While modern science accepts that the sun's 24-hour circadian pattern is wired into the genes of many species, he says, "scientists fearing ridicule" are wary of studying similar moon-related phenomena.

Naylor, a professor emeritus of marine biology and ocean science at Britain's Bangor University, sets out to counter that reluctance by citing patterns, mostly in the marine animals that are his specialty, of moon-related behavior.

Crayfish, for example, adjust their activity levels in response to the phases of the moon, even when the sky is overcast and they can't perceive moonlight. Turtles and horseshoe crabs reproduce on moon-related cycles.

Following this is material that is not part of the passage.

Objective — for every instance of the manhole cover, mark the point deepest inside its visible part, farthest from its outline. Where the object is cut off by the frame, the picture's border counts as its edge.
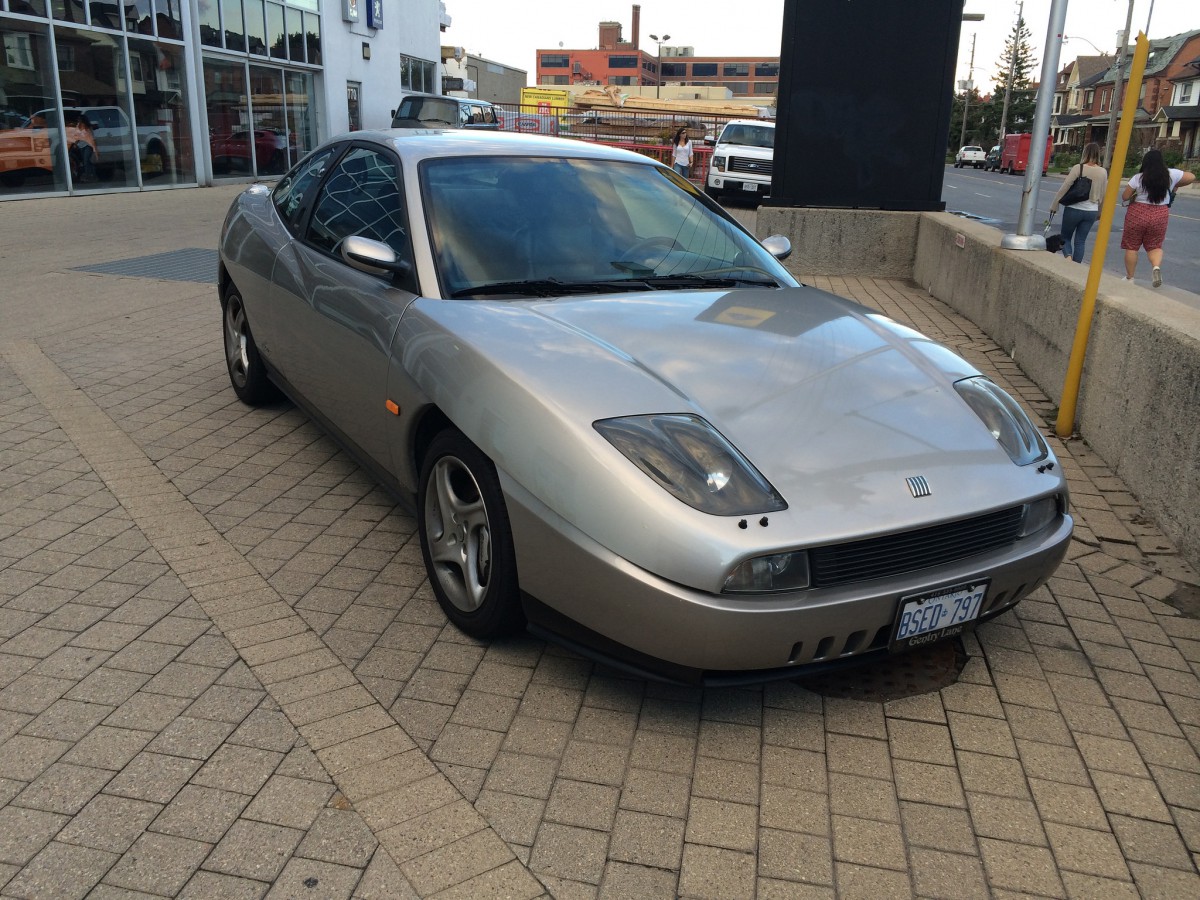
(892, 677)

But do such links have anything to do with humans?

Naylor says "rigorously controlled" studies in sleep laboratories give evidence that human sleep patterns vary with the phase of the moon - even when people have no way of knowing what phase the moon is in.

This, he says, raises the possibility that we have genes with a "circalunar" clock as well as ones that follow a circadian cycle.

One area in which he does not find a strong link between the moon and human biology is the menstrual cycle.

That link has been assumed rather than studied, he says, and there is actually no real evidence of a connection.

He notes that this cycle "varies considerably" among women and points out that our closest primate relatives have menstrual cycles ranging from 10 to 50 days.

What evidence there is, he says, points toward only a "superficial similarity" between menses and moon phases, and "when a correlation occurs, it is by chance."